Caríssimo, leitor! O enredo acima é uma narrativa fictícia em que um homem por questões desconhecidas estava desamparado na rua, vivendo totalmente como um mendigo. Chama-nos a atenção que ele também parecia ter problemas mentais que o impediam de saber qual a própria identidade, o seu passado e se possuía família ou não. Por outro lado, analisando os sobrescritos, podemos inferir preliminarmente que a sociedade hodierna é por muitas vezes hostil e não é solícita com o próximo. Vivemos ainda, conforme podemos compreender, em um corpo social de iniquidades, de ilícitos, em que os que se acham os “espertos” buscam tirar proveito de tudo. E não é raro presenciarmos situações como esta que fora apresentada, em que um morador de rua precisou da ajuda e que em um primeiro momento ninguém se prestou a isso, por medo, por vergonha, por não querer dispor de seu tempo para os outros desconhecidos.

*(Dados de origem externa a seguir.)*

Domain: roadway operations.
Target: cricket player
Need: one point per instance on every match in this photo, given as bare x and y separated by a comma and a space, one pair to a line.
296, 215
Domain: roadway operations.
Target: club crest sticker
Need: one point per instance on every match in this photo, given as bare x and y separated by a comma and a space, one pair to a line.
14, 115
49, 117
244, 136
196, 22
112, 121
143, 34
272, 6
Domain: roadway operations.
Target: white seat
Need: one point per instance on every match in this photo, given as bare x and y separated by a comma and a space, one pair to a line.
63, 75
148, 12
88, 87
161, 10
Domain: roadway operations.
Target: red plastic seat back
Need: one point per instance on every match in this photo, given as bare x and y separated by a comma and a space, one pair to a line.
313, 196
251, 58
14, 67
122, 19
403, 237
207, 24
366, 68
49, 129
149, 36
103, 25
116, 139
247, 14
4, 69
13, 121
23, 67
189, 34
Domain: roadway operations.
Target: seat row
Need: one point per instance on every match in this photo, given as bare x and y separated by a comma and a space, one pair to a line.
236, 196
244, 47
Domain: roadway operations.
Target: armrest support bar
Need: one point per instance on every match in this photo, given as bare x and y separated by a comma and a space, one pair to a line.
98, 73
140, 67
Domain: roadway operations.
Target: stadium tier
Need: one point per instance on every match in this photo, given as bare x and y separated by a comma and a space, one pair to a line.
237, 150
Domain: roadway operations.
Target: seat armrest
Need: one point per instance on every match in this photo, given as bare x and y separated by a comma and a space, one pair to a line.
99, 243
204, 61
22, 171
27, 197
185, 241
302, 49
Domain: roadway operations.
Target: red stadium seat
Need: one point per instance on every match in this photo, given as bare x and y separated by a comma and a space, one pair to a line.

Felizmente existem os que buscam a salvação espiritual e resignação através da doação de seu trabalho voluntário para acudir aos que mais precisam. Aquela moça era uma mulher que constantemente doava seu tempo para socorrer os mais necessitados nas ruas, nas calçadas, nas comunidades carentes e foi o grande milagre do mendigo. Vale revelar ainda que aquele mendicante, antes de sua deficiência, foi um grande médico que atuou, ajudando a muitas pessoas durante trinta e cinco anos de sua carreira profissional. Todavia por um infortúnio da vida, um dia ele sofreu um acidente de trânsito que o colocou naquela situação juntamente a sua família que se fora. E em sua memória, talvez em razão do grande impacto físico e emocional, apagaram-se todas as suas lembranças. E foi então que ele se tornou um pobre andarilho que perambulava dia e noite sem saber o seu rumo, mas que se entendia como amigo da noite, companheiro do dia, amante do evento e apreciador incessante da natureza. Será que todos nós naquela situação o ajudaríamos?